Interestingly, Savannah is the first planned city in America, and is known for its network of open squares inspired by a pattern of streets and lanes credited to General James Oglethorpe in 1733. Architect John Massengale called the Oglethorpe plan “the most intelligent grid in America, [and] perhaps the world.”

The style of the grid layout represented a trend away from cramped conditions that sparked the Great Fire of London. Oglethorpe designed a square at the centre of each ward with all 61 metres long east to west and various north to south lengths. Traffic intersections allowed for a one-way flow of traffic around the square.

As a large-scale National Historic Landmark District, Savannah is cherished for its aesthetic beauty. With spectacular oak canopies, wide brick sidewalks, public art and plentiful bench spaces it hosts 13 million tourists a year. The squares bring a sense of calm and contentment to both young and old, locals and tourists alike. They have been attributed to stabilising once-failing neighbourhoods and revitalising downtown.

The European square, an ingrained town planning feature after the 11th century, fostered the development of Europe’s communities, cultures and democracies. However, the square had been around for more than two millennia in various forms across the continent.

The European square gives a unique feeling of belonging in a neighbourhood, by the visual enclosure of continuous building walls where the sky is the ceiling. Increasingly imposing buildings dramatise the effect. Each square is unique with various shapes and sizes from fan-shaped in Siena to square-doughnut-shaped in Krakow.

Jan Gehl notes that if a public square is too large, people often remain on the edge and miss opportunities to interact with one another. How a square is broken down into sub-areas can also determine the degree of comfort and safety. Gehl shows the optimum size of a square allows people to recognise each other from one side to the other.

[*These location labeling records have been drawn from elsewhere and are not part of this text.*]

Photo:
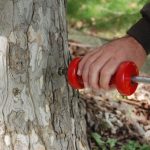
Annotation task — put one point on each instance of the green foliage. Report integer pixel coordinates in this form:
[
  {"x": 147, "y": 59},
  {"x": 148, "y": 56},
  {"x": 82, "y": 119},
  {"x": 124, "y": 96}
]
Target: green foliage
[
  {"x": 112, "y": 144},
  {"x": 105, "y": 14}
]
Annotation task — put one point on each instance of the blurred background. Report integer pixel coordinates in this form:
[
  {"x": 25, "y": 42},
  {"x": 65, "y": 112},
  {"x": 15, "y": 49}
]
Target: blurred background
[
  {"x": 105, "y": 18},
  {"x": 114, "y": 122}
]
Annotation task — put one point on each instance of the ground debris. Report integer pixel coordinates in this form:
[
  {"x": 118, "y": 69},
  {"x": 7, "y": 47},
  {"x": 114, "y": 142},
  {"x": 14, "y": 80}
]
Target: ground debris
[{"x": 112, "y": 115}]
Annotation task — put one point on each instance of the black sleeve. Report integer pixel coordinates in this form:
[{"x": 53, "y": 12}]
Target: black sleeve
[{"x": 141, "y": 30}]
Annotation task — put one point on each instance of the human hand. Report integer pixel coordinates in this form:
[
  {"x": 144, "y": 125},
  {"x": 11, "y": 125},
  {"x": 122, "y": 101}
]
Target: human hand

Project for Public Spaces wisely refers to squares as “an extension of the community” and as “the ‘front porches’ of our public institutions.” A common feature of both European and Savannah’s squares is the ease of access for many residents allowing for short in-and-out trips that allow more time for social experiences.

While most European squares do not have car access, the Savannah squares run along streets, which can promote access and importantly passive surveillance. However, streets should be designed to minimise their impact on squares including traffic noise and speed, safety, aesthetics and integration with surrounding community amenities.

It is also well documented that revitalisation projects in public space leads to increased land values, allowing for land value tax capture for governments.

Unfortunately, modern cities lack the foresight to invest in town squares. This needs to change as town squares humanise and invigorate our cities. Their historical presence in our cities arguably makes us physiologically attuned to them.

It is easy to see that squares can benefit the physical and mental health and well-being of the community by attracting people into active, safe, social and energising spaces. Squares invite people to stay, interact and connect with one another and promote a cooperative, entrepreneurial and culturally robust society.

Like a box of chocolates, squares promote the diversity of our communities. Without them, Forrest Gump would have never shared his incredible journey.